In order to improve access to healthcare for undocumented migrants and build on the findings of this study, the Swedish health authorities should implement solutions to include undocumented migrants in the Swedish healthcare system, mainly by training and education of health care workers about the legal and human rights of undocumented migrants, but also of undocumented migrants themselves as rightsholders of their right to health care.

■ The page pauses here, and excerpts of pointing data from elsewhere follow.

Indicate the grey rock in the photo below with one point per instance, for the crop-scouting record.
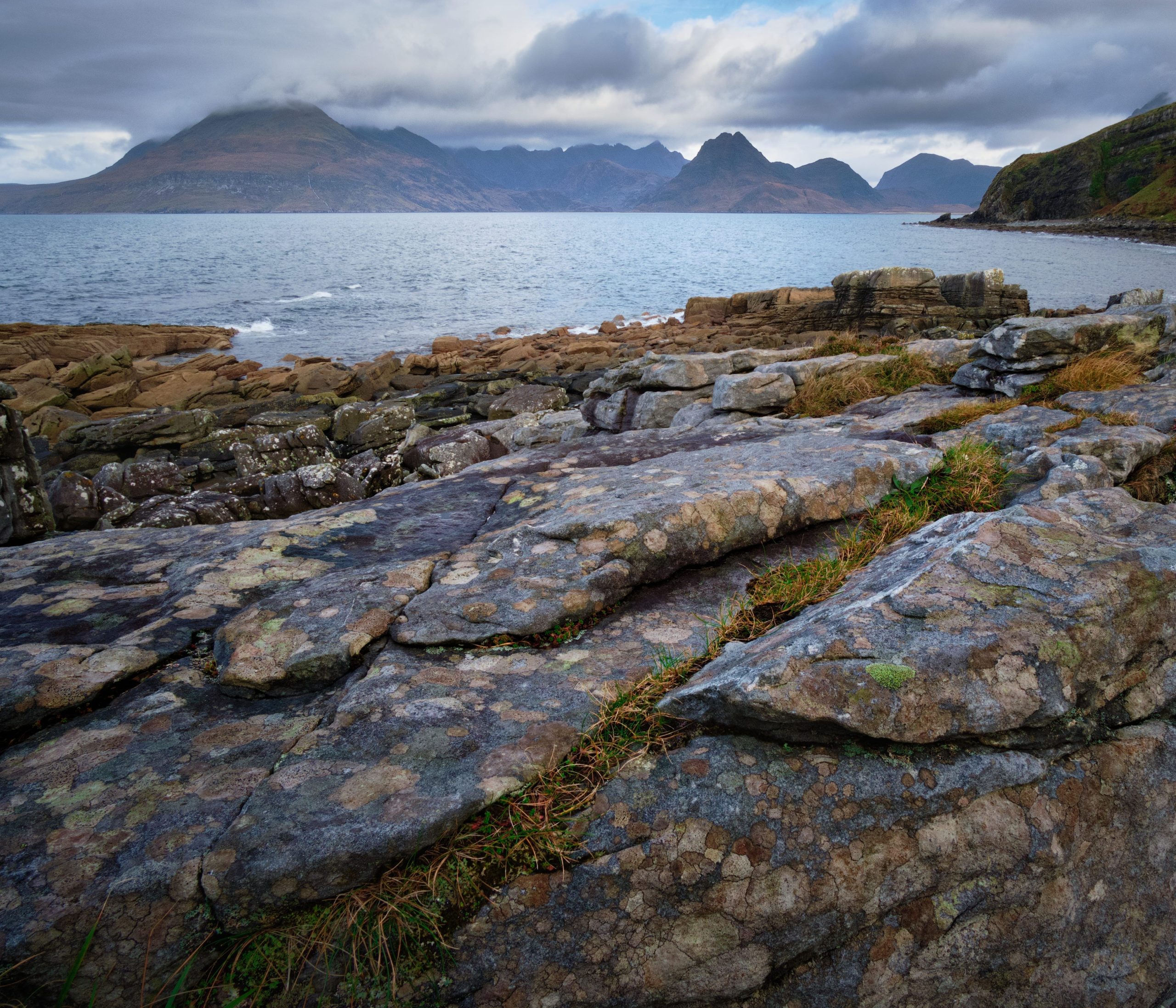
(687, 372)
(283, 452)
(694, 414)
(942, 352)
(738, 873)
(1120, 448)
(1136, 298)
(1154, 405)
(309, 488)
(139, 479)
(1027, 338)
(755, 392)
(996, 625)
(527, 399)
(448, 452)
(1017, 429)
(74, 501)
(567, 546)
(141, 430)
(659, 408)
(203, 507)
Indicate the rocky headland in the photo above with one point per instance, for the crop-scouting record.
(815, 650)
(1118, 183)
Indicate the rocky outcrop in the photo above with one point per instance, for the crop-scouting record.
(1124, 171)
(740, 873)
(25, 509)
(893, 300)
(1022, 351)
(961, 776)
(999, 626)
(567, 547)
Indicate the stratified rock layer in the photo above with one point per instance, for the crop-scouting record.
(974, 626)
(734, 868)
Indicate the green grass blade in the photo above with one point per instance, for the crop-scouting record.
(77, 963)
(179, 986)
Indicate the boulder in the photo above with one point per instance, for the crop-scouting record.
(942, 352)
(372, 425)
(270, 454)
(996, 626)
(141, 430)
(688, 372)
(659, 408)
(74, 503)
(694, 414)
(307, 488)
(527, 399)
(740, 873)
(25, 510)
(1048, 473)
(755, 392)
(448, 452)
(1022, 351)
(203, 507)
(143, 478)
(564, 549)
(1119, 448)
(1137, 297)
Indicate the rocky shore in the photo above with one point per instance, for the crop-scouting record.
(270, 637)
(1126, 228)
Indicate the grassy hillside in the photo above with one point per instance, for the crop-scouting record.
(1126, 171)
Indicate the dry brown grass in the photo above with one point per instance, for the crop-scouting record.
(390, 938)
(1097, 372)
(1153, 480)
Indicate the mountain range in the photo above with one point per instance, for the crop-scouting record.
(295, 158)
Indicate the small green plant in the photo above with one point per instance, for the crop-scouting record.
(891, 677)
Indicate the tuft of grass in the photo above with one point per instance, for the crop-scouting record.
(891, 677)
(965, 413)
(390, 939)
(1153, 480)
(833, 393)
(1097, 372)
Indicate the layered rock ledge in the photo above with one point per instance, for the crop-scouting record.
(950, 781)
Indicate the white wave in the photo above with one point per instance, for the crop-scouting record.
(260, 326)
(307, 298)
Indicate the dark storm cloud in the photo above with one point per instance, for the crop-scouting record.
(539, 72)
(597, 50)
(914, 64)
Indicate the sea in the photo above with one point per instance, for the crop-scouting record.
(351, 286)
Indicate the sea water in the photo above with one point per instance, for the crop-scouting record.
(352, 286)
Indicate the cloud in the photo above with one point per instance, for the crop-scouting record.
(990, 78)
(598, 50)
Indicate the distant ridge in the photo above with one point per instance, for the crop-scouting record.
(941, 180)
(297, 159)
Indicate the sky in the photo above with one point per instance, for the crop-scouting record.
(870, 81)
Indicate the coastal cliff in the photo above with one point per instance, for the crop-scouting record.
(1126, 172)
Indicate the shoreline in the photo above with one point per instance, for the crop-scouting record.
(1140, 232)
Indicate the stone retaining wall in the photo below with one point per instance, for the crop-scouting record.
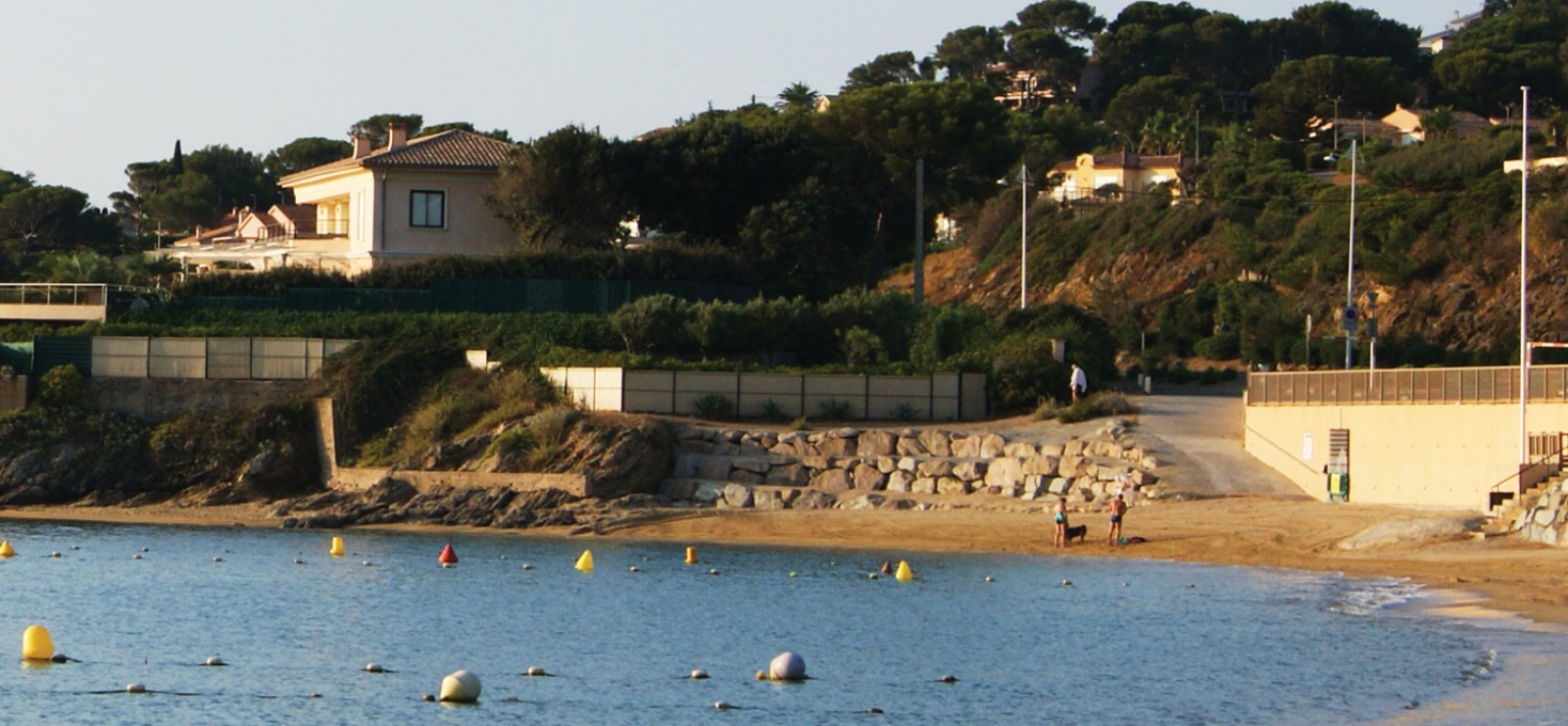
(770, 469)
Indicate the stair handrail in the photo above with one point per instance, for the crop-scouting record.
(1529, 464)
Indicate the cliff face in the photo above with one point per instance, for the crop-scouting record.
(63, 455)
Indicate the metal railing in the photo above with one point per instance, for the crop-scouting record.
(1544, 461)
(1341, 388)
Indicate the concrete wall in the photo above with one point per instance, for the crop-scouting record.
(935, 397)
(217, 358)
(1432, 455)
(363, 478)
(162, 399)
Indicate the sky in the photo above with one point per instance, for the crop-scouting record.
(90, 86)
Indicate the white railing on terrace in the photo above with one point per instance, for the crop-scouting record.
(1340, 388)
(54, 294)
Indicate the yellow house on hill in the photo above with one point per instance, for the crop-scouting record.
(412, 200)
(1125, 171)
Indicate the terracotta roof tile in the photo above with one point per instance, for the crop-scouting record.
(451, 149)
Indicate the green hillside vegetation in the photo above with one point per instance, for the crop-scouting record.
(812, 204)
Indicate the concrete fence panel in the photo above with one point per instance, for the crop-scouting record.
(946, 397)
(279, 358)
(972, 400)
(177, 358)
(938, 397)
(830, 392)
(229, 358)
(784, 392)
(694, 386)
(120, 357)
(899, 397)
(648, 391)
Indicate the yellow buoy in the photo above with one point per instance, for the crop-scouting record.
(36, 645)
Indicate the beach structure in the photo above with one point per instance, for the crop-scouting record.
(1410, 436)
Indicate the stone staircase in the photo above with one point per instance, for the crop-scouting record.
(932, 467)
(1541, 513)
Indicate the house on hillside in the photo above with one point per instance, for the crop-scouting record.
(408, 201)
(1408, 122)
(1435, 41)
(1113, 174)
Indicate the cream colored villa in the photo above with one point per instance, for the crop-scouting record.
(413, 200)
(1126, 172)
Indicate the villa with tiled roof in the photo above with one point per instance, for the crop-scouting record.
(408, 201)
(1113, 174)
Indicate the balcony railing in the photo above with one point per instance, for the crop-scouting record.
(1340, 388)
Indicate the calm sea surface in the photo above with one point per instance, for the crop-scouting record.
(1128, 642)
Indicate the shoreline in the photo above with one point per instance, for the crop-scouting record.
(1482, 577)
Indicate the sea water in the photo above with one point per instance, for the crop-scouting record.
(1050, 640)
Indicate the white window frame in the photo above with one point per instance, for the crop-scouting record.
(419, 214)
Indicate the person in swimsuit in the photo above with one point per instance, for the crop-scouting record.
(1060, 514)
(1118, 507)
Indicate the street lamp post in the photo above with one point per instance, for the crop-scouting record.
(1525, 273)
(1023, 266)
(1023, 270)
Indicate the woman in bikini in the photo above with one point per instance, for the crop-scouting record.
(1118, 507)
(1060, 514)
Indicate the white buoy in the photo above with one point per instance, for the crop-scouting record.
(788, 666)
(460, 687)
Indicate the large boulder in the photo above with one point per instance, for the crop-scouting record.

From a human right’s perspective, and particularly in a right to health perspective, a formal or informal agreement should be made between migration and health authorities, emphasising that health care facilities in Sweden be regarded as safe zones for undocumented migrants so that they can seek and receive the care they are entitled to without fear. In addition, voluntary organisations relating to undocumented migrants should be supported and better funded to strengthen the social networks around undocumented migrants and enhance their health literacy to improve their resilience to illness. Social support and social capital also increase the likelihood of actual help seeking when needed.